Sobre as principais alterações introduzidas na legislação sobre o teletrabalho, Graça Quintas, Head of Employment Law da SMFC - Sousa Machado, Ferreira da Costa & Associados, alertou que existem algumas áreas de foco a ter em conta como a alteração de conceitos de teletrabalho, uma vez que já tínhamos no regime jurídico esta matéria regulada, mas a título excecional. «Houve uma extensão do regime e situações especiais de teletrabalhar, há certas categorias de trabalhadores que passaram a ter o direito a teletrabalhar por força das suas circunstâncias, familiares, entre outras, há novas exigências formais e de conteúdo no acordo de teletrabalho, há regras novas na utilização de equipamentos e sistemas que permitem o exercício do teletrabalho, bem como um regime novo de pagamento de despesas. Há ainda outro ponto que tem a ver com a igualdade de direitos de teletrabalhadores e trabalhadores em regime presencial, que segundo a lei têm os mesmos direitos, em questões como a privacidade, segurança e higiene no trabalho, de sinistralidade, etc.»

 

Graça Quintas lembrou ainda que se trata de um regime que pressupõe sempre o acordo entre empregador e trabalhador e que, por exemplo, «embora o trabalhador tenha alguns direitos que lhe permitam por à consideração do empregador a localização desse teletrabalho, a verdade é que não é só ele a decidir unilateralmente».

 

Sobre as despesas, o código passou a dizer que o empregador tem a obrigação de compensar integralmente as despesas adicionais que forem comprovadas, através de faturas, e que sejam uma direta consequência da aquisição e uso de equipamentos. «Só contam os custos que sejam um acréscimo aos custos habituais e que o trabalhador passou a ter por estar em teletrabalho e que sejam compatíveis com as necessidades do serviço», concluiu.

 

Outro tema de análise foram as preocupações para garantir a segurança dos dados, exacerbada com as regras do RGPD, bem como a obrigação de disponibilizar o acesso de estruturas sindicais aos sistemas informáticos que suportam a atividade dos Contact Centers.

 

Sobre este tema, João Santos Tavares, Chief Human Resources Officer na Teleperformance Portugal, adiantou que é fundamental que os colaboradores tenham acesso a toda e qualquer informação. «Não passa, naturalmente, pelo acesso das estruturas sindicais aos nossos sistemas, porque isso do ponto de vista de RGPD não é possível e de segurança não estamos autorizados a fazê-lo.
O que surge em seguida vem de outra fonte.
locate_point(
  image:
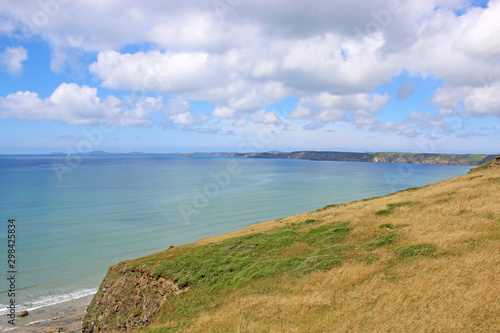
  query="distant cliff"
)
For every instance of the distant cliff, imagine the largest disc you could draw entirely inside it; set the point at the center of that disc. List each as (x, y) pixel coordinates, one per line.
(381, 157)
(421, 257)
(384, 157)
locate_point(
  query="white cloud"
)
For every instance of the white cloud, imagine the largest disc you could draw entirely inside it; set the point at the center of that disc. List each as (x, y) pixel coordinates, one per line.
(406, 90)
(484, 100)
(300, 112)
(12, 58)
(329, 115)
(77, 105)
(223, 112)
(261, 52)
(265, 117)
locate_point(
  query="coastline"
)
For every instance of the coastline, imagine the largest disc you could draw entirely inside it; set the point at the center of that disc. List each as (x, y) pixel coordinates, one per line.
(61, 317)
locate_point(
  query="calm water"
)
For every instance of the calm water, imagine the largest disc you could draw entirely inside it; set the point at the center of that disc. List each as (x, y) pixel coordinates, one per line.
(76, 216)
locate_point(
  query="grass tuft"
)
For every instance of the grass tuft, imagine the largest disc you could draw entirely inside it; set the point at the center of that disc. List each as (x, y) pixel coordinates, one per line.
(382, 240)
(416, 250)
(391, 207)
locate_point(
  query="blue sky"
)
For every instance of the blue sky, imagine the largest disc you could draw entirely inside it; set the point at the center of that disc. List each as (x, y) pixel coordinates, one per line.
(188, 76)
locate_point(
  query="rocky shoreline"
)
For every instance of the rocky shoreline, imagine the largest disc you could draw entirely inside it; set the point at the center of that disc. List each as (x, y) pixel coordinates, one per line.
(65, 317)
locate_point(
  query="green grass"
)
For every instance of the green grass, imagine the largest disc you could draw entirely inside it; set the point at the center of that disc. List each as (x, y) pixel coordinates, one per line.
(391, 207)
(382, 240)
(241, 260)
(223, 267)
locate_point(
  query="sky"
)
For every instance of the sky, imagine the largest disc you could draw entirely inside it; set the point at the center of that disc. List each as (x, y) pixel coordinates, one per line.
(249, 75)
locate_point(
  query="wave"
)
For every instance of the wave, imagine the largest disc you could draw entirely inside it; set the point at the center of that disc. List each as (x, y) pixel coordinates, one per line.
(49, 300)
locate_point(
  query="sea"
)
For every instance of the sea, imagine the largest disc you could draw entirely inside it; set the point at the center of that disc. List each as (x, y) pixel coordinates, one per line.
(77, 215)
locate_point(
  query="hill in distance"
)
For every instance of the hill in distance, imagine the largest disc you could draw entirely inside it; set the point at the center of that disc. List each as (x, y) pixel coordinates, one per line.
(421, 260)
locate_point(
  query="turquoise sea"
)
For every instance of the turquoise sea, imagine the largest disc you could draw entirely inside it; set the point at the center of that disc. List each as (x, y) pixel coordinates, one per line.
(76, 216)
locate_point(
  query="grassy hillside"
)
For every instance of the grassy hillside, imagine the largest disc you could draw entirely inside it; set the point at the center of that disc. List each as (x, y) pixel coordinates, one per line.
(420, 260)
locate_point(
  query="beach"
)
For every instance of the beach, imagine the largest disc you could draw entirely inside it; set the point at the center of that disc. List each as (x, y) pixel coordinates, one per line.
(62, 317)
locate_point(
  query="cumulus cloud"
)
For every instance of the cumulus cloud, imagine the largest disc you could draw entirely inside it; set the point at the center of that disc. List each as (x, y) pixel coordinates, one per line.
(12, 59)
(328, 53)
(77, 105)
(406, 90)
(300, 112)
(223, 113)
(484, 100)
(265, 117)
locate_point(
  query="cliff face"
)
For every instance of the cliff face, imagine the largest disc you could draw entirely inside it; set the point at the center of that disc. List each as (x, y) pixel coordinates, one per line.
(127, 299)
(414, 158)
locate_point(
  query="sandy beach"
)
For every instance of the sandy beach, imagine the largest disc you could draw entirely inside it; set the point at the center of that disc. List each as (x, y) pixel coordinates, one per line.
(61, 317)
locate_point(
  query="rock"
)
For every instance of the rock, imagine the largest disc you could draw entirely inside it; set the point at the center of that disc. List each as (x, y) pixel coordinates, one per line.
(23, 313)
(496, 162)
(50, 330)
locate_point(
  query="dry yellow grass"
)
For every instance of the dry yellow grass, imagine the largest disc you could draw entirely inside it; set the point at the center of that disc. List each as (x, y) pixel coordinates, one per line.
(455, 290)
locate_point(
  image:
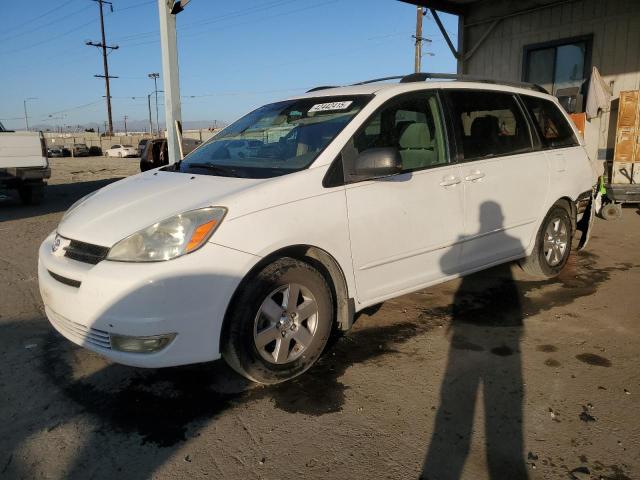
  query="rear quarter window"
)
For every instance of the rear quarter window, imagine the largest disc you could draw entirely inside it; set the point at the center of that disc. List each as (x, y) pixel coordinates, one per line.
(552, 126)
(489, 123)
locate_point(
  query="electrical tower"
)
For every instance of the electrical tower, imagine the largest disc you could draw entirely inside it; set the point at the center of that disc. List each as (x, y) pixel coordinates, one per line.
(103, 45)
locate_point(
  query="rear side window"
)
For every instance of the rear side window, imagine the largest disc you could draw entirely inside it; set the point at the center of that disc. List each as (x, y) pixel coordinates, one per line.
(489, 124)
(552, 126)
(412, 124)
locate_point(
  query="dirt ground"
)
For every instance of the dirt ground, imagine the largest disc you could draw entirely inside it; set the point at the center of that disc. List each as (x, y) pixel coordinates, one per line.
(493, 376)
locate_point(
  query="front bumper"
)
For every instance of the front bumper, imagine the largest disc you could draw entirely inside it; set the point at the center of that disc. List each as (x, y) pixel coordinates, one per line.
(187, 296)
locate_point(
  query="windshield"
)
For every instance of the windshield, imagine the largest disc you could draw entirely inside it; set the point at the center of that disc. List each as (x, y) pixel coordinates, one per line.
(276, 139)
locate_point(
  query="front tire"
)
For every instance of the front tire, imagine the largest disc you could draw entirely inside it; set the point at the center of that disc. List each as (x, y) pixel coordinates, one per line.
(279, 322)
(553, 245)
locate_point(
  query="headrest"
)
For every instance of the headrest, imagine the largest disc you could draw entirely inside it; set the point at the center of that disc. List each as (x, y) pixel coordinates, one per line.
(415, 135)
(486, 126)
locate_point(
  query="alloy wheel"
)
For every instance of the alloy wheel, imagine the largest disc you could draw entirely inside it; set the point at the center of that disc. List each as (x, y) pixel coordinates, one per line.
(285, 324)
(556, 241)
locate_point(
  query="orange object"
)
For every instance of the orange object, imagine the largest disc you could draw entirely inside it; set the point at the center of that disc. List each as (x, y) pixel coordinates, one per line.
(200, 234)
(580, 120)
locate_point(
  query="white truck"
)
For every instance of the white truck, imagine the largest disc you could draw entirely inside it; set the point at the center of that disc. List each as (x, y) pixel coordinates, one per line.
(23, 164)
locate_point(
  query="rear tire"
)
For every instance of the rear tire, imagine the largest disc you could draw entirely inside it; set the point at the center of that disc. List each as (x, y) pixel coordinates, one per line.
(269, 339)
(553, 245)
(611, 211)
(31, 194)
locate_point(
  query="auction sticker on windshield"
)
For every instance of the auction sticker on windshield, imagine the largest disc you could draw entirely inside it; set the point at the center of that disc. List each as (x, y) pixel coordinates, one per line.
(327, 107)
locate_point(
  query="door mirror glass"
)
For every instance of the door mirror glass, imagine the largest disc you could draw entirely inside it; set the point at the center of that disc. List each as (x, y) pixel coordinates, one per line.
(377, 162)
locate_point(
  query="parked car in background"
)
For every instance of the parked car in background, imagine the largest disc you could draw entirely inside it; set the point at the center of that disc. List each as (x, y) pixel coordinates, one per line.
(156, 152)
(354, 196)
(23, 164)
(95, 151)
(80, 150)
(122, 151)
(55, 152)
(141, 145)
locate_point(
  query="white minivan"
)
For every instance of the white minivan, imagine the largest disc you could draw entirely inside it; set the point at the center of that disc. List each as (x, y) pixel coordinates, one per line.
(348, 197)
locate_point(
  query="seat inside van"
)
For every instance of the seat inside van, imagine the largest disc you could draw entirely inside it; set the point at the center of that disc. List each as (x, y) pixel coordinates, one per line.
(416, 146)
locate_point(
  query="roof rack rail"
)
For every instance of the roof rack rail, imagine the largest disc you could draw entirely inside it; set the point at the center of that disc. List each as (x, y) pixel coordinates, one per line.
(422, 76)
(322, 87)
(376, 80)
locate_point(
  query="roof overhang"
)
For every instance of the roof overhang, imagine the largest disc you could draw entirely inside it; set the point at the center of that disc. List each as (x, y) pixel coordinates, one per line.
(456, 7)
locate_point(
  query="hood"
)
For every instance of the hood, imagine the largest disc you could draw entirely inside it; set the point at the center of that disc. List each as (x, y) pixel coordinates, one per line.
(125, 207)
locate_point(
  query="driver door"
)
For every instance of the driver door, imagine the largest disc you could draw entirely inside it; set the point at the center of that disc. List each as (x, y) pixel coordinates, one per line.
(404, 229)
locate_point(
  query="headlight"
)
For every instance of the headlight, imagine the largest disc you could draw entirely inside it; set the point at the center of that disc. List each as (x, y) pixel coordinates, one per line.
(169, 238)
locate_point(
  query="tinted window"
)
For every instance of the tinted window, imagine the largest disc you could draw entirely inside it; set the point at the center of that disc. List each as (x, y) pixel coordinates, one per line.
(552, 126)
(413, 125)
(489, 124)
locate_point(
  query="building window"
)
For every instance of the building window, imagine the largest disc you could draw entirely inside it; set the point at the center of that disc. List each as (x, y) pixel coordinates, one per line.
(562, 67)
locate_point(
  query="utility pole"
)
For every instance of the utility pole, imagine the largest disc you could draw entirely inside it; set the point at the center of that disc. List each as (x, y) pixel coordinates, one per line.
(26, 117)
(155, 77)
(418, 37)
(103, 45)
(170, 75)
(150, 122)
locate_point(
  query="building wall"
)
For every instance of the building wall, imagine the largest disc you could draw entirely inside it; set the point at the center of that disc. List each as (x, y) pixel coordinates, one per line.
(614, 24)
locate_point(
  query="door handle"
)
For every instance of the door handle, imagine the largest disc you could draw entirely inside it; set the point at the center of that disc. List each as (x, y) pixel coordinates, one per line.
(450, 181)
(474, 176)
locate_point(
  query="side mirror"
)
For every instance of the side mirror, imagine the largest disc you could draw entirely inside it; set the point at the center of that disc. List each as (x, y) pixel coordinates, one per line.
(377, 162)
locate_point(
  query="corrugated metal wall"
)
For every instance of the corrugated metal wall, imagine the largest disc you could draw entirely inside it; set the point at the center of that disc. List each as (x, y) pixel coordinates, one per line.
(614, 24)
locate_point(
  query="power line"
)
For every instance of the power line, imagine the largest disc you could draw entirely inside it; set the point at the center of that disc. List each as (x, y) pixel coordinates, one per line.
(39, 27)
(48, 40)
(136, 5)
(262, 18)
(233, 14)
(17, 27)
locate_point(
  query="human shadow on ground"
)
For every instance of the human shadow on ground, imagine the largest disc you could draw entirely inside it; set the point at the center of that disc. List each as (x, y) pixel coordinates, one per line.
(484, 361)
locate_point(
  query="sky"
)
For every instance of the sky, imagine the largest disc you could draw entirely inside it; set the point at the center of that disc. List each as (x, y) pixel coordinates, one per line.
(233, 56)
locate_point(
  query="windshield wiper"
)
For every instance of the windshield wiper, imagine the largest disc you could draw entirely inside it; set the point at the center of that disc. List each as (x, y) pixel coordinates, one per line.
(219, 169)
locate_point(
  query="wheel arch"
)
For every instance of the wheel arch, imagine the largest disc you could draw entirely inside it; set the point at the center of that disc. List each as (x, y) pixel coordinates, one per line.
(325, 263)
(568, 204)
O teletrabalho não vai inibir qualquer partilha de comunicação das estruturas sindicais e o contacto com os trabalhadores.»

 

Ainda em relação à segurança dos dados, Rui Henriques, CEO da RHmais, e Pedro Empis, Executive Business Director da Randstad, foram da opinião que o receio que havia relativamente à segurança de informação e ao aumento de situações de fraude não foram expressivos. A experiência veio demonstrar que era um conjunto de receios que acabaram por não se materializar, tendo havido, no entanto, uma aposta num conjunto de sistemas de monitorização e em softwares mais evoluídos. 

 

Neste webinar foram também debatidos o direito aos períodos de descanso, o direito a desconectar-se e o dever do empregador em não contactar o trabalhador fora do horário de trabalho.  Tudo para criar um maior respeito pelo conjunto de regras que contribuem para uma maior conciliação entre a vida pessoal e profissional.